I showed the officer the dash cam video on my phone. The camera left no doubt who was responsible for the collision, and that earned the other driver a pair of tickets – one for improper lane usage and another for failure to maintain insurance. The officer asked me to upload the video to the local PD evidence server, which I did.
Looking at the video a couple of times on a large monitor at home, the other driver’s unsteadiness on his feet might have been an old injury or disability, not impairment. The cop said he could see why my first inclination might have been intoxication given the wobbly gait of the other driver and the other circumstances.
On my side of things, we had no injuries and very little damage to my ride. I’m pretty sure I used up a lot of my good karma escaping without much damage or getting pushed into a head-on collision with that oncoming school bus which might have happened if he had hit me a couple seconds later.
The other SUV suffered some damage.
The kiddos were mildly traumatized less by the collision than by the confrontation. They were utterly unfamiliar with hearing daddy’s “assertive” voice dealing with an aggressor. Fortunately, they’re no longer talking about it on a regular basis.
Folks, for less than the cost of a speeding ticket, a dash cam makes all the difference in the world in dispassionately documenting what happens while you’re driving.
It affirms your version of events and at the same time protects you from false accusations, including claims that you were driving “aggressively” or threatening other drivers (verbally or with other “tools”). They can also document that you didn’t run a red light at an intersection.
If you drive like a decent human being, you need one of these. If you drive professionally, they become mandatory. And if you’re heavy-footed at times, you can turn off the recorded speed stamp.
If you have teenagers driving, that’s a whole new stack of reasons to put a dash cam in their car as well. It can help protect them from hit and run drivers (by recording license plate information), or from false accusations of wrongdoing in a crash.
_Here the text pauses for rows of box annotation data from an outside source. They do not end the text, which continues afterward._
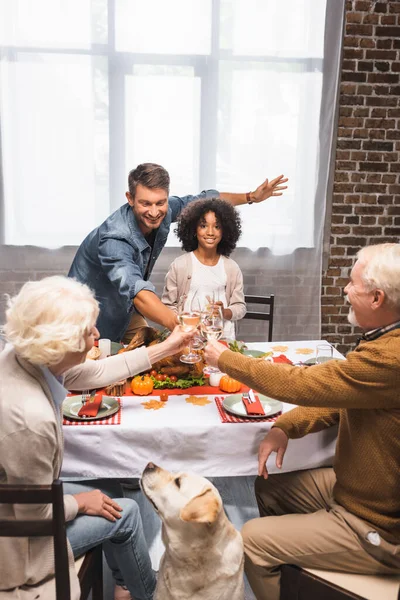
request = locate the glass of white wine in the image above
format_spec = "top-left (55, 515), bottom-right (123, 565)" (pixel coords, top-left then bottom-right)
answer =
top-left (200, 304), bottom-right (224, 375)
top-left (178, 292), bottom-right (201, 365)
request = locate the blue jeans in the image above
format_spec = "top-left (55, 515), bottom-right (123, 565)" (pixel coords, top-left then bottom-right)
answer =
top-left (64, 481), bottom-right (156, 600)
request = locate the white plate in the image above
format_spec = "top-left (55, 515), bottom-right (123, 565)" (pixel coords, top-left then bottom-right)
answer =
top-left (222, 394), bottom-right (282, 419)
top-left (63, 396), bottom-right (120, 421)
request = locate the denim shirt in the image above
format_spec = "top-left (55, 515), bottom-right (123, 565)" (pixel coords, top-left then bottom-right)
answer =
top-left (68, 190), bottom-right (219, 341)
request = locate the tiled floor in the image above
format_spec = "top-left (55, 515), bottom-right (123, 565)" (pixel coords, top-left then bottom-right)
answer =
top-left (104, 477), bottom-right (258, 600)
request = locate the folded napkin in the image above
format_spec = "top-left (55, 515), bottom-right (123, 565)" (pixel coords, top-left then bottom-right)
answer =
top-left (78, 393), bottom-right (103, 417)
top-left (242, 390), bottom-right (265, 415)
top-left (272, 354), bottom-right (293, 365)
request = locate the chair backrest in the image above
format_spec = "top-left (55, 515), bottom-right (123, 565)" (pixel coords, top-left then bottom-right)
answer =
top-left (243, 294), bottom-right (275, 342)
top-left (0, 479), bottom-right (71, 600)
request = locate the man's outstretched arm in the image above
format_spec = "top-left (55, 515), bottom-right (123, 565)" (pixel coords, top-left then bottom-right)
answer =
top-left (133, 290), bottom-right (178, 331)
top-left (219, 175), bottom-right (288, 206)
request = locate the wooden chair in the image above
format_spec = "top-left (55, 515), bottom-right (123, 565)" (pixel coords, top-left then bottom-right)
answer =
top-left (280, 565), bottom-right (400, 600)
top-left (243, 294), bottom-right (275, 342)
top-left (0, 479), bottom-right (103, 600)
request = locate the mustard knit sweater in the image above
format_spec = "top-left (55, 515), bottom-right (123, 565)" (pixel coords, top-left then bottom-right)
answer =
top-left (219, 329), bottom-right (400, 543)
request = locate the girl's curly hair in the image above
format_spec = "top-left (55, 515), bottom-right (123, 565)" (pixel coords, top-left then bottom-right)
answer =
top-left (175, 198), bottom-right (242, 256)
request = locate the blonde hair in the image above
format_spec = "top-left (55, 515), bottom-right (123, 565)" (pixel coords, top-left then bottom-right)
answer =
top-left (4, 275), bottom-right (99, 366)
top-left (357, 243), bottom-right (400, 310)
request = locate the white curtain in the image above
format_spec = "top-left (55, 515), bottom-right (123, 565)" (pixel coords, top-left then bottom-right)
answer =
top-left (0, 0), bottom-right (344, 337)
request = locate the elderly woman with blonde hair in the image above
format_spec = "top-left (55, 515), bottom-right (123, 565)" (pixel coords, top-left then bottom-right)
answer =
top-left (0, 276), bottom-right (190, 600)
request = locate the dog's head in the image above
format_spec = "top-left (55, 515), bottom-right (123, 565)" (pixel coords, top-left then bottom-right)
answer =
top-left (141, 463), bottom-right (222, 525)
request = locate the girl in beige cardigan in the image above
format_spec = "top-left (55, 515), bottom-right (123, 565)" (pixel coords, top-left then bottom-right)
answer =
top-left (161, 198), bottom-right (246, 338)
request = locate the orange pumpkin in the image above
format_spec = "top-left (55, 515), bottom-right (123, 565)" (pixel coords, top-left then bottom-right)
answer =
top-left (131, 375), bottom-right (154, 396)
top-left (219, 375), bottom-right (242, 394)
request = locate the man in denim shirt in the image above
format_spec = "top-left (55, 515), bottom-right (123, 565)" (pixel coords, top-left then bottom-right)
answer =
top-left (68, 163), bottom-right (287, 343)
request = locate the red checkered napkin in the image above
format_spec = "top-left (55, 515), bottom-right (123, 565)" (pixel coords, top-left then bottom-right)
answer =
top-left (214, 396), bottom-right (281, 423)
top-left (63, 398), bottom-right (123, 427)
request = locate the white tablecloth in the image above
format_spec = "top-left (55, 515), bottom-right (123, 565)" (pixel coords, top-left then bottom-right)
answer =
top-left (62, 340), bottom-right (341, 478)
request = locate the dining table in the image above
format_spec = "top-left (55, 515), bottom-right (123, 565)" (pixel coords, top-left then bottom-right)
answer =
top-left (62, 340), bottom-right (344, 479)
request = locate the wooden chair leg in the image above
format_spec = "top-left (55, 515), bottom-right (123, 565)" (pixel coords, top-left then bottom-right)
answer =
top-left (78, 546), bottom-right (103, 600)
top-left (92, 546), bottom-right (104, 600)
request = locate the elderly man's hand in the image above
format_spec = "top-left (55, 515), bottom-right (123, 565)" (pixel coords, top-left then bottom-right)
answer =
top-left (165, 325), bottom-right (196, 354)
top-left (258, 427), bottom-right (289, 479)
top-left (250, 175), bottom-right (288, 203)
top-left (74, 490), bottom-right (122, 521)
top-left (204, 340), bottom-right (226, 367)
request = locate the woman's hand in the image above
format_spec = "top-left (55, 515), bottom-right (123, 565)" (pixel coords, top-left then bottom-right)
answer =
top-left (214, 300), bottom-right (232, 321)
top-left (204, 340), bottom-right (227, 367)
top-left (74, 490), bottom-right (122, 521)
top-left (258, 427), bottom-right (289, 479)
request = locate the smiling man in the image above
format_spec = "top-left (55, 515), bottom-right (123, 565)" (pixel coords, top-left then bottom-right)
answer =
top-left (68, 163), bottom-right (287, 342)
top-left (205, 244), bottom-right (400, 600)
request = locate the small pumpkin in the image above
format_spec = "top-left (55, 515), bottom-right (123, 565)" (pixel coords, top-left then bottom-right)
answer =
top-left (131, 375), bottom-right (154, 396)
top-left (219, 375), bottom-right (242, 394)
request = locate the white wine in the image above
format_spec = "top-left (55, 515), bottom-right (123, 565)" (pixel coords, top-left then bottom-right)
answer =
top-left (203, 325), bottom-right (222, 340)
top-left (179, 312), bottom-right (200, 332)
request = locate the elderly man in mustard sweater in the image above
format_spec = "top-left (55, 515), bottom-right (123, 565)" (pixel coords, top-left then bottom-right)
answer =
top-left (205, 244), bottom-right (400, 600)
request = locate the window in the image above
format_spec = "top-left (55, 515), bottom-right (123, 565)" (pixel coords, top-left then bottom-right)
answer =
top-left (0, 0), bottom-right (340, 254)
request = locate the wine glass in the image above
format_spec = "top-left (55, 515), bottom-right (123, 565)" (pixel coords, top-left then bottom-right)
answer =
top-left (178, 292), bottom-right (201, 365)
top-left (200, 304), bottom-right (224, 375)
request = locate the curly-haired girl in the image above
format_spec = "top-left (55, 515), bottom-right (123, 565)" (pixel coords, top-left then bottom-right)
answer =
top-left (162, 198), bottom-right (246, 338)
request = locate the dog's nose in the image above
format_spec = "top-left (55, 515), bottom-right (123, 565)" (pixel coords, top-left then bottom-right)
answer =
top-left (145, 463), bottom-right (158, 471)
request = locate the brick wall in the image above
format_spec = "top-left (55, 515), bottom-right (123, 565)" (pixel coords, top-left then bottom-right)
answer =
top-left (322, 0), bottom-right (400, 352)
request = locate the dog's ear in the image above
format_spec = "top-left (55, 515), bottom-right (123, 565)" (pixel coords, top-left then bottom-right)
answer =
top-left (180, 488), bottom-right (221, 523)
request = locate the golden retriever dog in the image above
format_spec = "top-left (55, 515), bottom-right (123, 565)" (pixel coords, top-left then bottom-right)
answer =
top-left (141, 463), bottom-right (244, 600)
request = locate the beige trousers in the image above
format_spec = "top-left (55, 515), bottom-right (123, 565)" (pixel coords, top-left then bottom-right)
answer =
top-left (242, 468), bottom-right (400, 600)
top-left (122, 311), bottom-right (147, 344)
It can also instill a little common sense if they know you can review their driving to make sure they aren’t doing stupid stuff to potentially win stupid prizes.
In addition to all of the above reasons, dash cams will save a permanent record if someone attacks you in your vehicle.
Get a dash cam. Even if nothing bad happens to you, it’ll make for some amusing video if you hit a deer or slide off the road in an ice storm.